Imagine if Peter DeFazio were to support the Schrader amendment. It would shine a spotlight on the issue of where Robinson gets his campaign funding. Last year he came from nowhere to raise $1.3 million dollars, much of it as soon as he announced his run. That’s pretty good for an unknown. Apparently he is not unknown to the big money interests who supported him and other ostensible “Tea Party” candidates. As was pointed out by a member of Americans for Prosperity in the district, he cannot be both a Republican and a Tea Party candidate, since the Tea Party represents those to the Right of the Republican Party. Similarly, Sharon Angell challenged Harry Reid and almost beat him, Rand Paul was actually elected in Kentucky and other candidates who were marginal at best were elected with sophisticated and very expensive corporate-funded propaganda campaigns.
In 2008 DeFazio won with 82% of the vote. In 2010 he won with less than 54%. Despite his liberal voting record, he has historically been supported by conservatives in his purple district because of his staunch support of veterans and his principled stands with Republicans when the Democratic leadership is on the wrong side of issues such as the first bankster bailout. In 2010, amid wild charges of socialism by the Robinson camp, his re-election was seriously challenged for the first time in years. The corporate money behind Robinson financed a very successful propaganda campaign that convinced many self-described conservatives to place a false ideological principle ahead of their own interests and that of the people of Oregon.
Interestingly, when I asked Robinson in Roseburg at one of his mock “debates” why he referred to a government that funneled taxpayer money to corporations “socialism,” he had a momentary lapse into reason. He shouted “You’re right! It’s fascism!” Then he expounded on the point for a full five minutes while I listened in amazement. Of course, by the time he got to the real debate in Coos Bay he had returned to the script written for him by his corporate Puppetmasters.
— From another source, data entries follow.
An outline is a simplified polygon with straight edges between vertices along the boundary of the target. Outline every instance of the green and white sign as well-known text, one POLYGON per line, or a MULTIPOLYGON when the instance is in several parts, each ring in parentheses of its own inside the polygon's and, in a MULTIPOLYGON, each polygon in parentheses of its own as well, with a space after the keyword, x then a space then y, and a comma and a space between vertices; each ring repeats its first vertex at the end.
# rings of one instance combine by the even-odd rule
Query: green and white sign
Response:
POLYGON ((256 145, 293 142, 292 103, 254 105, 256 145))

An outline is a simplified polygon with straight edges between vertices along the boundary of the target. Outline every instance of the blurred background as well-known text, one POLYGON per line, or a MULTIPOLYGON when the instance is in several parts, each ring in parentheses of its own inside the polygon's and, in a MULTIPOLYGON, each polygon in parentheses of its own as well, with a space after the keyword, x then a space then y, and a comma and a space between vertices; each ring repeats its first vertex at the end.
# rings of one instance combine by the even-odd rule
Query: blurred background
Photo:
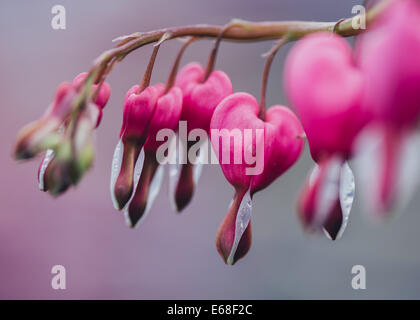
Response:
MULTIPOLYGON (((109 195, 111 158, 122 120, 122 99, 138 83, 151 53, 130 54, 108 78, 111 99, 97 131, 94 168, 80 185, 58 199, 38 191, 39 161, 11 158, 18 130, 38 118, 55 87, 87 70, 135 31, 197 23, 247 20, 336 21, 361 1, 336 0, 120 0, 0 2, 0 298, 31 299, 388 299, 420 298, 420 200, 402 216, 376 226, 357 199, 342 239, 302 232, 296 196, 313 166, 306 147, 300 161, 254 198, 253 245, 235 266, 224 265, 215 247, 219 223, 233 188, 216 165, 204 167, 190 206, 171 211, 167 177, 149 216, 135 230, 113 209, 109 195), (66 8, 66 30, 51 28, 51 8, 66 8), (51 288, 51 268, 67 271, 67 289, 51 288), (365 266, 366 290, 353 290, 353 265, 365 266)), ((212 42, 193 44, 183 64, 205 63, 212 42)), ((223 42, 216 67, 235 91, 259 97, 271 42, 223 42)), ((165 81, 180 47, 162 46, 152 77, 165 81)), ((287 104, 282 65, 289 46, 272 66, 268 104, 287 104)))

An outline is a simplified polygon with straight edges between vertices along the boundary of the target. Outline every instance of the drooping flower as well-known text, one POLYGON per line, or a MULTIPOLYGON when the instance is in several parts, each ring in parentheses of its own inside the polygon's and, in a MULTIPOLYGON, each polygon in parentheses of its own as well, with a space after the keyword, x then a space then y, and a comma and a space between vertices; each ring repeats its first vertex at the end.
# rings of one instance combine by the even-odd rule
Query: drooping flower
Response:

If even Art Robinson recognizes that allowing corporations to buy Congress and dictate legislation and policy amounts to fascism, why don’t more Democrats capitalize on the fact when running for Congress? Neither Defazio nor Merkley take dirty money. Making their support of a constitutional amendment to abolish corporate personhood would not only be principled but would tap into the truly independent voters who want to see something done about our system of corporate welfare.
Tea Party supporters are actually ahead of the political curve in one respect: They have rejected both Republican and Democratic politics as usual and are seeking to create the change America must see to save itself from economic, social and moral destruction. While I remain convinced that they are going about it in entirely the wrong way, they will be key allies in the fight to end corporate rule in America once they understand what Robinson in a rare moment of honesty admitted: Fascism is the enemy, not our fellow Americans. Partisan Democrats can take a lesson from the Tea Party. If they learn to put America before the Democratic Party, they can join in common cause with the Tea Party to rid Congress of the corporate tools who are destroying the American experiment in democracy.